Una niña escapando de su más turbia pesadilla. Una joven apasionada. Una mujer en busca de contención y sosiego. Marilyn pasó tres veces por el altar, pero cada una de ellas, más allá de la obvia intención de formalizar un vínculo de pareja, obedeció a su profundo deseo de hacer pie, por un rato, en su propia vida.
Mucho antes de convertirse en la mujer más deseada, en el mayor símbolo erótico de Hollywood y en la actriz más famosa de la historia, Marilyn fue una niña abandonada. “Dejé de ser ‘huérfana’ a los 16 años porque me casé”. Con esas palabras, ella misma resumía el fin de su infancia.
Norma Jean Baker -ese era su verdadero nombre- nunca conoció a su padre. Su madre, Gladys, le había mostrado la única fotografía que guardaba de aquel hombre, a quien la pequeña le encontró un gran parecido con Clark Gable, el galán que por entonces la hacía suspirar desde la pantalla grande. Desde ese momento, comenzó a coleccionar postales y a recortar las fotografías del astro del cine como si realmente se tratara de su padre.
Gladys había estado casada, pero la conducta abusiva de su marido terminó dinamitando su matrimonio y la había empujado a pedir el divorcio. Su esposo, entonces, huyó con sus dos hijos mayores, desoyendo la sentencia de la justicia, que le había otorgado la custodia a su exmujer. Años después, llegaría a su vida Norma, una pequeña tan bella como curiosa a la que su madre tampoco pudo criar.
Sin rastro de su progenitor, Norma vivió su primera infancia al cuidado de un matrimonio amigo de su madre en el pueblo rural de Hawthorne, en Los Ángeles. Gladys, que trabajaba en la ciudad cortando negativos para Consolidated Film Industries, iba a visitarla todos los fines de semana. En 1933, la mujer logró comprar una pequeña casa en Hollywood para vivir junto a su hija, que por ese entonces tenía 7 años, pero la paz duró poco.

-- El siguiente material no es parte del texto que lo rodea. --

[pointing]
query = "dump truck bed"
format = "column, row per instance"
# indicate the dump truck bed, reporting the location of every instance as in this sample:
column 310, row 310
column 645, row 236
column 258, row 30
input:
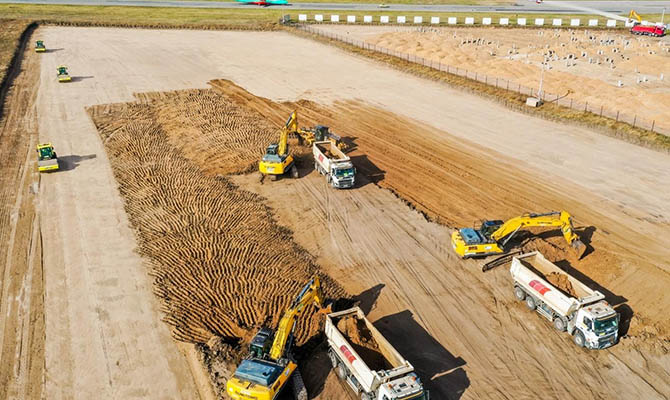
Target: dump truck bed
column 331, row 151
column 534, row 273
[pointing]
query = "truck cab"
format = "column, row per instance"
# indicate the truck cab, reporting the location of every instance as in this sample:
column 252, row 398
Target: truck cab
column 596, row 326
column 342, row 175
column 406, row 388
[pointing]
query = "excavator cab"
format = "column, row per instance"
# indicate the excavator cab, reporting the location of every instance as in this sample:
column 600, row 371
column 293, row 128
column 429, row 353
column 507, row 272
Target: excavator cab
column 63, row 75
column 488, row 227
column 47, row 160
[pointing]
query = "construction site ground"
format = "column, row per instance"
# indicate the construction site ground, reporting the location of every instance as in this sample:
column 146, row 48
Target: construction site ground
column 586, row 65
column 422, row 149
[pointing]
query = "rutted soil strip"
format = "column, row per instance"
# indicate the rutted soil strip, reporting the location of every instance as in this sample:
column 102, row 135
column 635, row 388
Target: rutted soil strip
column 222, row 264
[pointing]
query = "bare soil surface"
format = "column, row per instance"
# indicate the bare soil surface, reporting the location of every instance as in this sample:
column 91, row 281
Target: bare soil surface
column 586, row 64
column 21, row 274
column 453, row 182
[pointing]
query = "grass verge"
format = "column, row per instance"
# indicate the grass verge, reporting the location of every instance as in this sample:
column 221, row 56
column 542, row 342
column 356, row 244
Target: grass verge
column 509, row 98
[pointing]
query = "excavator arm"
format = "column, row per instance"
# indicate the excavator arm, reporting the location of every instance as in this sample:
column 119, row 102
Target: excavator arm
column 311, row 293
column 561, row 219
column 290, row 127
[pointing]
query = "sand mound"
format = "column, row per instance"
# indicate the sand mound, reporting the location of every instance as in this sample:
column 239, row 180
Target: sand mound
column 562, row 282
column 222, row 265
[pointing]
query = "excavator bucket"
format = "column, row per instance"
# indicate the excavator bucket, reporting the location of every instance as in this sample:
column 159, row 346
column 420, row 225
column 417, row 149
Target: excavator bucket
column 579, row 248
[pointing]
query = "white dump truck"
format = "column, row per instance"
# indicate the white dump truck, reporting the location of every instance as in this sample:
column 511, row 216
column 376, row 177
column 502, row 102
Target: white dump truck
column 330, row 161
column 574, row 307
column 383, row 374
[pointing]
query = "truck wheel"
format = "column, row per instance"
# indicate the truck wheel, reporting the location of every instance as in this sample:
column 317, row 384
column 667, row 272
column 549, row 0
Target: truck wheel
column 519, row 293
column 341, row 371
column 559, row 324
column 530, row 303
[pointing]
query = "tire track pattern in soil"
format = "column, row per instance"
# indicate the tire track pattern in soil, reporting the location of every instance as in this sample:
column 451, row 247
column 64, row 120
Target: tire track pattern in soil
column 222, row 265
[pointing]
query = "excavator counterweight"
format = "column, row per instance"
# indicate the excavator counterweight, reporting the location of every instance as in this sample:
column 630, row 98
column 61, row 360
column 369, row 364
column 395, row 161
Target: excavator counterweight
column 493, row 235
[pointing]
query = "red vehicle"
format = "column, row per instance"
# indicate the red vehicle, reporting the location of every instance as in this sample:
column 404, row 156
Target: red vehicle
column 649, row 30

En enero de 1934, a Gladys le diagnosticaron esquizofrenia paranoide. Meses después sería internada y su hija comenzaría un derrotero que la marcaría de por vida. “Viví entrando y saliendo del orfanato. La mayor parte del tiempo me colocaban con una familia que recibía cinco dólares semanales por cuidarme. Me mandaron a nueve familias antes de que concluyera mi orfandad legal”, contó la actriz en sus memorias.
Una amiga de Gladys, Grace, se convirtió entonces en tutora legal de Norma. Fue ella quien, a sus 16 años, le sugirió que se casara con el hijo de sus vecinos para no terminar nuevamente en un orfanato.
El muchacho que la rescató de la peor pesadilla
La situación de Norma en aquel momento era acuciante: la familia con la que vivía tenía planeado mudarse de estado y no podía seguir haciéndose cargo de ella. Las alternativas eran tan oscuras como conocidas: volver al hogar para huérfanos o ser alojada en la casa de una nueva familia.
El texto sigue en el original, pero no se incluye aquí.